17 mai 2017

contos e confissões

Me interesso pelas histórias que contam por aí. As autênticas, histórias cheias de ficção e personagens imaginários, cenas, ápices ou clímax, uma multiplicidade de enredos, o rítimo da invenção e a boa escrita. Ou, por vezes, uma escrita mediana, e uma boa história. Mas também me interesso pelas outras histórias. Aquelas, reais, sobre os acontecimentos que se estendem na realidade. Supostamente mais objetivas. Histórias “sólidas”, em comparação com as histórias que contamos uns aos outros, que também se sucedem no tempo. No fundo, gosto de ouvir histórias, contadas ou confessas.
Em algumas situações, como no ônibus, hoje de manhã, essa distinção parece tênue. O homem, sentado num banco alto, ao meu lado, falava ao telefone :
- As coisas ficaram muito melhores assim. Não, não preciso de muita coisa. Estou te dizendo, me sinto infinitamente melhor. Sem preocupações, sem dor de cabeça, aqui estou, livre. É difícil aceitar no começo, mas depois, estou te falando, a gente se sente muito mais leve...
Ouvir essa história durante os poucos instantes do trajeto de ônibus me tocou. Sem saber, me permitia entrar em sua intimidade, e contava-me sentimentos profundos com uma voz grave, de quem sabe do que está falando. De alguém que acabou de completar uma travessia. Falava como se tivesse galgado um deserto.
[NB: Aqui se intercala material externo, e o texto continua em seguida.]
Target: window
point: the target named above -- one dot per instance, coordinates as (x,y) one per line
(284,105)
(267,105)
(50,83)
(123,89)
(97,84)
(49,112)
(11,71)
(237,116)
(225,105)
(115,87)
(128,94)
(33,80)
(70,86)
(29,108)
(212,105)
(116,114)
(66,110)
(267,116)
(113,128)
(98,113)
Saía dele cheio de sabedoria.
Mas logo em seguida – eu, escutado as suas palavras como se lesse um livro - adicionou :
- Não preciso mais me preocupar com nada. Economizo uns três mil. Você imagina, eu ando de ônibus e de metrô, gasto só com o preço do transporte por mês. Não preciso de um carro grande. Vendi. Estou livre. Estou acabando de pagar os impostos... você não pode imaginar como estou me sentindo bem. A tranquilidade se paga, meu caro.
O ônibus deu um solavanco, e eu caí na real. De boca no chão. Aquela narração não tinha nada de transcendente. Nada do que eu sempre achei que deveria ter uma história. Não passava de um amontoado de futilidades. Palavras que se estatelavam no mundo, indevidas. Poderiam nunca ter existido.    
Eis que, depois de uma curta pausa, o homem segue dizendo :
- Posso te garantir, a gente apaga muito mais rápido do que acende. Eu sei o que é, estou te dizendo que quando acaba, nos sentimos muito melhor. Você lembra? Quando a situação ficou ruim, eu fiz um monte de besteiras. Contraí dívidas, gastei tudo. Não precisava de nada daquilo. Agora, você imagina, estou realmente pagando a última parcela do imposto. Depois acabou. Eu sei que vocês estão numa situação delicada. Eu te digo, guarde um pouco, faça um esforço. Porque quando a coisa aperta, dá errado, não sobra nada. E nenhum dos seus antigos conhecidos vai se dispor a estender a mão...
Tudo aquilo ia muito além da banalidade de uma compra de venda. O homem contava a história da humanidade. A ascensão e a queda. O engano. A solidão. Uma bela história travestida de aparente frivolidade. Os exatos elementos que me satisfazem numa experiência literária.